Jacinto se sentó tímida y torpemente al lado de aquella magnífica mujer, azorado, intentaba mirar hacia otro lado pero Susana, haciendo gala de una estupenda profesionalidad, no estaba dispuesta a salirse de su guión.


-Y bien Jacinto, ¿qué es lo qué busca por aquí?


La vergüenza,el miedo y el temor le carcomían, pero a la vez sabía que aquellos meses de opresión feminista y dictadura progre habían sido demasiado y necesitaba desahogarse.


-Pues yo busco, señorita Susana, simplemente poder hablarle a una mujer como le hablábamos antaño. Mirarla como la mirábamos antaño. Olerla como la olíamos antaño. Desearla como la deseábamos antaño. Usted ya me entiende, ¿verdad?, tomarme la libertad de hablarle de la magnífica longitud de sus piernas, del vértigo de su escote, del fulgor de su rubio pelo, o de como esos ojos azules que parecen zafiros hipnotizan hasta al más experto tahúr. Poder deslizar mi mano por su muslo, tontear con el equivoco, hacerme el encontradizo... al fin y al cabo seducirla, al fin y al cabo digamos saber que yo soy hombre y usted mujer, y ya sabe lo que eso significa, significa ese piropo ardiente, ese halago encendido, esa mano como le dije despistada por su muslo, porque yo soy hombre y usted mujer y por eso yo, yo...- Jacinto comenzó a respirar agitádamente mientras era consciente de que por primera vez en su vida estaba tocando la pierna de una mujer, ¡y qué mujer!, pensaba para si mismo... se sentía tan azorado que no podía continuar hablando...
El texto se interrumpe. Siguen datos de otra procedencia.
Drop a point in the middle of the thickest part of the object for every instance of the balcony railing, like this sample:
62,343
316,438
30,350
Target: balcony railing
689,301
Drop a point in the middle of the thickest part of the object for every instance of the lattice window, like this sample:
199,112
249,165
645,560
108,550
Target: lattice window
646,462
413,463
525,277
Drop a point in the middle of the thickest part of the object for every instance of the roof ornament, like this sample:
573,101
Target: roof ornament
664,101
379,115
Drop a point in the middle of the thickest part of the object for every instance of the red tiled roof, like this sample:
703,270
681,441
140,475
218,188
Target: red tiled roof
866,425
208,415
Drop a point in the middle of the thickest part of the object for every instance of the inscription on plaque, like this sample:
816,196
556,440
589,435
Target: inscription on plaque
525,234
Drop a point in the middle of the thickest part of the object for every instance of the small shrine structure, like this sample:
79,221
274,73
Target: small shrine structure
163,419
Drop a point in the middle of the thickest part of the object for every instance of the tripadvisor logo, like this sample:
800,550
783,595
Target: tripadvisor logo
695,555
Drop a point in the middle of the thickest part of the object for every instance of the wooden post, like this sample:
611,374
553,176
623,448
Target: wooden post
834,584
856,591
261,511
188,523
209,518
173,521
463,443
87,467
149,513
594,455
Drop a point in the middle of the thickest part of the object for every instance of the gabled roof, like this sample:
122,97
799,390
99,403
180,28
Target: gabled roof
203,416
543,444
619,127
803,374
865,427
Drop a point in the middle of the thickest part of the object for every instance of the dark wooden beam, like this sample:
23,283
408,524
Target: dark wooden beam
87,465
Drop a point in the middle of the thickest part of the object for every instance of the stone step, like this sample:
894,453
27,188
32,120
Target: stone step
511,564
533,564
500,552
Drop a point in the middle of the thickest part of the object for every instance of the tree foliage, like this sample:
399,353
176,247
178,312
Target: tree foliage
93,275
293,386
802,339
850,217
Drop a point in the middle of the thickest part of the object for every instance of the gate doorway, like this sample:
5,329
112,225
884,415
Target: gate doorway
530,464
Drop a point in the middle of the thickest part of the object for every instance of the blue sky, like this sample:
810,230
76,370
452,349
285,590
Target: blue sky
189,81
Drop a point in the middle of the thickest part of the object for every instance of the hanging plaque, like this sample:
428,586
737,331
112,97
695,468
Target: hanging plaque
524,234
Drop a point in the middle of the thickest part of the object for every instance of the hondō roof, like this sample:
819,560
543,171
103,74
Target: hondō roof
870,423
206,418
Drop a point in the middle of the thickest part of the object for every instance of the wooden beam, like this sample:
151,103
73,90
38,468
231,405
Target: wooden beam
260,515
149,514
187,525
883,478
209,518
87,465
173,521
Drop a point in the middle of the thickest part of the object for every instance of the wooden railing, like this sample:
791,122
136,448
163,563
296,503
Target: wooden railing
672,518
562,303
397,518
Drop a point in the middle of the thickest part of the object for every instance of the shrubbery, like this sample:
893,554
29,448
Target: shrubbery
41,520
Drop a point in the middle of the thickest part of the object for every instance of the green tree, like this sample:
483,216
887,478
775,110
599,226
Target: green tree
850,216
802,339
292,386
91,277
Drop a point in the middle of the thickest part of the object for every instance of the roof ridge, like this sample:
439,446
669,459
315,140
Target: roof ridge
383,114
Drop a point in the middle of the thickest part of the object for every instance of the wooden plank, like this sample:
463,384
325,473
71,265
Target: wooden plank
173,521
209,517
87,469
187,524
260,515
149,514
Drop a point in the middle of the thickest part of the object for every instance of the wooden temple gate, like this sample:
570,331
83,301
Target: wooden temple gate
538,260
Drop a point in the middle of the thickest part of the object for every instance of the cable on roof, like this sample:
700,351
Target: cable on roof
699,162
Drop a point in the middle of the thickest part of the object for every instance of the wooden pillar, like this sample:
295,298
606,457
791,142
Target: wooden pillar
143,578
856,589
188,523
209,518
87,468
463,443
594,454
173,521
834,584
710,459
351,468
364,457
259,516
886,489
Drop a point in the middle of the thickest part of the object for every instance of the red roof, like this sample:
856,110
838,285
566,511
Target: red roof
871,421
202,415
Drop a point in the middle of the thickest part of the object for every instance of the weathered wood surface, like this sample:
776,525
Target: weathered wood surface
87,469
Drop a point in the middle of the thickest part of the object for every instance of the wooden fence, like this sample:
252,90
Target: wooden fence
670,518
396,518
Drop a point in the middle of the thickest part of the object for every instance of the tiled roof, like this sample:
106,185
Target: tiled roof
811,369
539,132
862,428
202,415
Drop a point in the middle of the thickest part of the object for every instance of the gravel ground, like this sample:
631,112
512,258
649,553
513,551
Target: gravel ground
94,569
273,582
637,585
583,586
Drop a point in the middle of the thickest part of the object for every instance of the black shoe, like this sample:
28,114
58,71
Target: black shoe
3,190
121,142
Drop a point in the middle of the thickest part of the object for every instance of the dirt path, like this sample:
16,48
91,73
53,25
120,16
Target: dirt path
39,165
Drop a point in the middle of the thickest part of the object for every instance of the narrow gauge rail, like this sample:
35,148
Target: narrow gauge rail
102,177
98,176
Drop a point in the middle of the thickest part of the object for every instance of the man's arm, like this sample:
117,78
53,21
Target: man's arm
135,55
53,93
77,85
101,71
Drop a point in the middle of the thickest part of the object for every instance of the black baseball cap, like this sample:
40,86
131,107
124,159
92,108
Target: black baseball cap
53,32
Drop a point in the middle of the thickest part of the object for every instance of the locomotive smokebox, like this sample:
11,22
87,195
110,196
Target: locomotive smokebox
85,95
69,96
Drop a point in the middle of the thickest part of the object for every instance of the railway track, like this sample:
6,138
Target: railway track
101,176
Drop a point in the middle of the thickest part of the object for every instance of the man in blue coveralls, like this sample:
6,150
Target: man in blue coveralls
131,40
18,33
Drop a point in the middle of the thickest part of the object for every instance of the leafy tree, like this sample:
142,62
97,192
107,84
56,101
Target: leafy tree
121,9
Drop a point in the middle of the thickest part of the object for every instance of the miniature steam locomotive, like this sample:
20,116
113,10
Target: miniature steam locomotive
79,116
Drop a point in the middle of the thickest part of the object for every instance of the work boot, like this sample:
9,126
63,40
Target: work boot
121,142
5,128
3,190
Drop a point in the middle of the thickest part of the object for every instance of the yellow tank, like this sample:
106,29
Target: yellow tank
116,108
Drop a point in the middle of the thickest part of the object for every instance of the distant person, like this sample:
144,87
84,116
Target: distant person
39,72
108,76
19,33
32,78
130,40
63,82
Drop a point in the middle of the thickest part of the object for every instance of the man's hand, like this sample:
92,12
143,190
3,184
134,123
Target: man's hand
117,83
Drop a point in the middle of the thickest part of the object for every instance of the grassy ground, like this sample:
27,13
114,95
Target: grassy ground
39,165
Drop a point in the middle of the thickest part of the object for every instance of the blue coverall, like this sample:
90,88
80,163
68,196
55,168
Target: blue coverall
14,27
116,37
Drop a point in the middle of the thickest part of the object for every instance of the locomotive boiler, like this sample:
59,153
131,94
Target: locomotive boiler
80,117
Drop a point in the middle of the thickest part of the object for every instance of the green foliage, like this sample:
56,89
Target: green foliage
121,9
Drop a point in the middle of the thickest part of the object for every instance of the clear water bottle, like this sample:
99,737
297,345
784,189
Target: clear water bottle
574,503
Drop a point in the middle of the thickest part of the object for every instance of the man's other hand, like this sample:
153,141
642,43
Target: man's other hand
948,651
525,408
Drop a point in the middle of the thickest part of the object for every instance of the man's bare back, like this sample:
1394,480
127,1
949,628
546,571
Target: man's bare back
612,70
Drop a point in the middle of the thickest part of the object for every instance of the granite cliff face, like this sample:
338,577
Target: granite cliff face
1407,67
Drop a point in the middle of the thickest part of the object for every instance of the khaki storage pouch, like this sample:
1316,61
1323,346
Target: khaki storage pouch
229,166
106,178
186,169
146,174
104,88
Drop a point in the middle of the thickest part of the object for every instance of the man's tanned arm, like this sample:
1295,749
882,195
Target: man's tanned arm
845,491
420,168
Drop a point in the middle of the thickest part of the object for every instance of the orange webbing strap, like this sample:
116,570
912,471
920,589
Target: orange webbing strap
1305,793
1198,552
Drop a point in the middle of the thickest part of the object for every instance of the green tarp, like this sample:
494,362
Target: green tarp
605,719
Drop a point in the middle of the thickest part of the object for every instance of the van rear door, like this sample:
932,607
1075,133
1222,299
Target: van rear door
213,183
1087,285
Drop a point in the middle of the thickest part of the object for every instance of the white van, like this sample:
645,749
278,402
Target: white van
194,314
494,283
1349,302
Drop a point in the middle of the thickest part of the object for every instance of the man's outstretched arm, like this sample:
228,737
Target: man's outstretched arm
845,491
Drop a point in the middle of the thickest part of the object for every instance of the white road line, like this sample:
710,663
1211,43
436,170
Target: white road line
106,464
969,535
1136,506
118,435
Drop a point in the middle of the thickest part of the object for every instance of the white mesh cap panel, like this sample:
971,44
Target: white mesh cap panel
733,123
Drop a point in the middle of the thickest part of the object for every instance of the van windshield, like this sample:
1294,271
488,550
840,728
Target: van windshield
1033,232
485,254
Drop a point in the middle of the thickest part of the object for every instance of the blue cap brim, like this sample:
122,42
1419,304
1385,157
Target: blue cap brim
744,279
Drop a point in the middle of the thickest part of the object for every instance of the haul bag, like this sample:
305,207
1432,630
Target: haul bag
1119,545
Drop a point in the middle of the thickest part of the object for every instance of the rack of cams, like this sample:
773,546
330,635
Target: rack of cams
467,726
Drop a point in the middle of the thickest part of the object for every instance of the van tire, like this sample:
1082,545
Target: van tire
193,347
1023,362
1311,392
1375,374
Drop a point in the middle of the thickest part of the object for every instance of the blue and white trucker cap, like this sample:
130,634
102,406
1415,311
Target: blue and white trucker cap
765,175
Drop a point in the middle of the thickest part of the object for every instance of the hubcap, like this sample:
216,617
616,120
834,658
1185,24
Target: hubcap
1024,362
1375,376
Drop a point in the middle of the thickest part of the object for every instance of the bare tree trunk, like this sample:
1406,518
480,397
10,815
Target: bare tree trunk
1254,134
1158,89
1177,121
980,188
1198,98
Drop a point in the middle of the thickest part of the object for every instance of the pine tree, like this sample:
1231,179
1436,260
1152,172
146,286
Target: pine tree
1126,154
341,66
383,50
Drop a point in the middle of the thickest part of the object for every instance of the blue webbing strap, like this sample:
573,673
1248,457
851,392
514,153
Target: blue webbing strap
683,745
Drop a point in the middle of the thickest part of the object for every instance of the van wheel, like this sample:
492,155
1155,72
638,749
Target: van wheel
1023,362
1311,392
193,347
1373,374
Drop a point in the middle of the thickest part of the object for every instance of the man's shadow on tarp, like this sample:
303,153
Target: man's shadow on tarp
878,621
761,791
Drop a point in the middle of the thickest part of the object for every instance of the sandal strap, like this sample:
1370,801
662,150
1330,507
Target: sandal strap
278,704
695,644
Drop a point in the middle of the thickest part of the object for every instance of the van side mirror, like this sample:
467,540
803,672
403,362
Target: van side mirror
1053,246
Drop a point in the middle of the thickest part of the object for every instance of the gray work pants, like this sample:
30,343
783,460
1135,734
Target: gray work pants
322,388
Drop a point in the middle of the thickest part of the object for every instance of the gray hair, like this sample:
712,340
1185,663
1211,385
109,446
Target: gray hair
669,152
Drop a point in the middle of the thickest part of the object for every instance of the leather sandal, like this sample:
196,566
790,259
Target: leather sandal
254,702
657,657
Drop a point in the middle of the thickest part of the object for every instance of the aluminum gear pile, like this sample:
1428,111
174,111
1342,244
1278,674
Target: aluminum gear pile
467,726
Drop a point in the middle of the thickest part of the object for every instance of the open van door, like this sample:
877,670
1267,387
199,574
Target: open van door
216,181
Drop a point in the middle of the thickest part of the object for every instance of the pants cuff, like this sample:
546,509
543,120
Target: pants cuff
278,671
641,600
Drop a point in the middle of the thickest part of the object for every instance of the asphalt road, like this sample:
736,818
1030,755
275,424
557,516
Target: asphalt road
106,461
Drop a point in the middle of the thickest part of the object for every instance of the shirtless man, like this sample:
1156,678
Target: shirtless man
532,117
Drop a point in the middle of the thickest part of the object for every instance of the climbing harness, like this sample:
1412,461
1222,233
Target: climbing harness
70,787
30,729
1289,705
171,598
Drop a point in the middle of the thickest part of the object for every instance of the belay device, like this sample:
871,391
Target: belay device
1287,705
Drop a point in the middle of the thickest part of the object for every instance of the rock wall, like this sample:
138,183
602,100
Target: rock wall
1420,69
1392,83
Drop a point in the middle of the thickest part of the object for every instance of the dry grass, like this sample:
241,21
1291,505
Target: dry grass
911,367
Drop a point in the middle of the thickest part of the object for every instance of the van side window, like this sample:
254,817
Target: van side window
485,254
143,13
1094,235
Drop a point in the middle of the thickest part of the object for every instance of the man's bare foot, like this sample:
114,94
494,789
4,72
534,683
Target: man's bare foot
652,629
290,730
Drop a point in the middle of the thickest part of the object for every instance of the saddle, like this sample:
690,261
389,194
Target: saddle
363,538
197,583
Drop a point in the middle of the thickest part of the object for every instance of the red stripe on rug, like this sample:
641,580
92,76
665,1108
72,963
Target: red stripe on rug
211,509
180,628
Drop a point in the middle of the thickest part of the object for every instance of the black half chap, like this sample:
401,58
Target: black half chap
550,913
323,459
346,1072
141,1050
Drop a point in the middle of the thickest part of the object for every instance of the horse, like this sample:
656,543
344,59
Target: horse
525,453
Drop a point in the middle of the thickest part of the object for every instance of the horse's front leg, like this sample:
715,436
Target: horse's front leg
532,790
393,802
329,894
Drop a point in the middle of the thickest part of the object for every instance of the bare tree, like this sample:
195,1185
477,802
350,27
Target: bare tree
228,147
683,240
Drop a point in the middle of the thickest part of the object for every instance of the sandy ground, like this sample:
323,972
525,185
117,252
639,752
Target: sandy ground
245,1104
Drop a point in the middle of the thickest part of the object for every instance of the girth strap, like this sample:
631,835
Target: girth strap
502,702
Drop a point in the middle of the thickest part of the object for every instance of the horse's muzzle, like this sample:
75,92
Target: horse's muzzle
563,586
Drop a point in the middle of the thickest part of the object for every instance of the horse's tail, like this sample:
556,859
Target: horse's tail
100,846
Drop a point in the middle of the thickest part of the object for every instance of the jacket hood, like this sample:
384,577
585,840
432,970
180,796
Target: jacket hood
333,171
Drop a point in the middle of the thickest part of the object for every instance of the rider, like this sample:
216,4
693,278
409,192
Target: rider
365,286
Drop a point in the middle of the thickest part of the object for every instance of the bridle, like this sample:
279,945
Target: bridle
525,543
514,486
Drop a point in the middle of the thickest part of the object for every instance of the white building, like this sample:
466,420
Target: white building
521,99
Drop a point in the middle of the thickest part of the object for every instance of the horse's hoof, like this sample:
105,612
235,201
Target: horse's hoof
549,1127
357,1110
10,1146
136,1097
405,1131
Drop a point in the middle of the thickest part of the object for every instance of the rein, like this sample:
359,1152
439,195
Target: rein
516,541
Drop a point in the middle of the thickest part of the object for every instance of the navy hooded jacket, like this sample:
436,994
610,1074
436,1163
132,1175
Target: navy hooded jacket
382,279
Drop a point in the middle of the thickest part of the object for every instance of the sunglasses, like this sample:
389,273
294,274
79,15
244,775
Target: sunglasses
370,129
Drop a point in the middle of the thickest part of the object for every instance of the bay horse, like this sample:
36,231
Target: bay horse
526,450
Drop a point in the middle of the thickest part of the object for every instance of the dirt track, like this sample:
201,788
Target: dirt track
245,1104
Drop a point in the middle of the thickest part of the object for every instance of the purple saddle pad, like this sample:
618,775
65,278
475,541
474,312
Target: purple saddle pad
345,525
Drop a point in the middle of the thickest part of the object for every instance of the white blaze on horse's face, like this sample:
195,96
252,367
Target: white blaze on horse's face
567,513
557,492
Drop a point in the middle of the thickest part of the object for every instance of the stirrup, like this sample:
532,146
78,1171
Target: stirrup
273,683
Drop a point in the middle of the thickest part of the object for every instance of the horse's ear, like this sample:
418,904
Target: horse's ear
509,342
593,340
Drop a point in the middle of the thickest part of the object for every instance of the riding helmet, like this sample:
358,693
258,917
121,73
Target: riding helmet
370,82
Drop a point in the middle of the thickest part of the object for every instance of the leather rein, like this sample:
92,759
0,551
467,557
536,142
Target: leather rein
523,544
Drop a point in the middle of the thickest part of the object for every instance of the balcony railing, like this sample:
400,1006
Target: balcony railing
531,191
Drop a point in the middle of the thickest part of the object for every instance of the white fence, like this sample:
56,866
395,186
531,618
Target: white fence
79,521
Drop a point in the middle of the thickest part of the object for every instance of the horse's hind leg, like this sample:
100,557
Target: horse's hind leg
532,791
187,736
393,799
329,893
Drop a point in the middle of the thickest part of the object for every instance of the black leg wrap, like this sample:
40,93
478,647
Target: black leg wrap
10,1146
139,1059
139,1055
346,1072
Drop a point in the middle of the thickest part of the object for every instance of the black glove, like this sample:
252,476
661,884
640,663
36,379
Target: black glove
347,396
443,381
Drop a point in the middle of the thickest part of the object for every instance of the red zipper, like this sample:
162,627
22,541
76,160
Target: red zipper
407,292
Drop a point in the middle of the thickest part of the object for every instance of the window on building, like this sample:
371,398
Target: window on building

-¡Yo le entiendo Jacinto!- respondió Susana con una patética impostura- ¡claro que le entiendo!, no sabe como las mujeres echamos de menos esto, sentirnos mujeres de verdad, deseadas y seducidas por hombres tan auténticos, tan genuinos, tan hombres como usted.


Al escuchar aquello Jacinto, que por alguna extraña cuestión de la física era incapaz de soltar su mano de la pierna de Susana, como el herido por arma blanca que tiene el cuchillo clavado en su costado y no puede arrancarlo porque sabe que es peor el desangre que tener el arma incrustada bajo su piel, sintió un estremecimiento en su entrepierna. Un calambre, un chasquido. Suficiente para sentir su calzoncillo húmedo y manchado. Se levantó más azorado todavía de lo que estaba al llegar y dijo:


-Muchas gracias señorita, debo retirarme.


A la salida volvió a tropezarse con la azafata del vestido rojo y moño mastodóntico quien no pudo evitar preguntar a Jacinto por lo satisfactorio o no de una experiencia que le suponía el pago de 120 euros.


Jacinto, con toda lógica aún manchado y húmedo en su entrepierna, se esforzó para esbozar una muy sincera sonrisa y responder:


-Ha sido el mejor día de mi vida.


Traspasó la puerta del centro y tanteó su bolsilló para marcar el número de su amigo Jaime. Lo mejor estaba por llegar. No podía esperar a contarle su experiencia.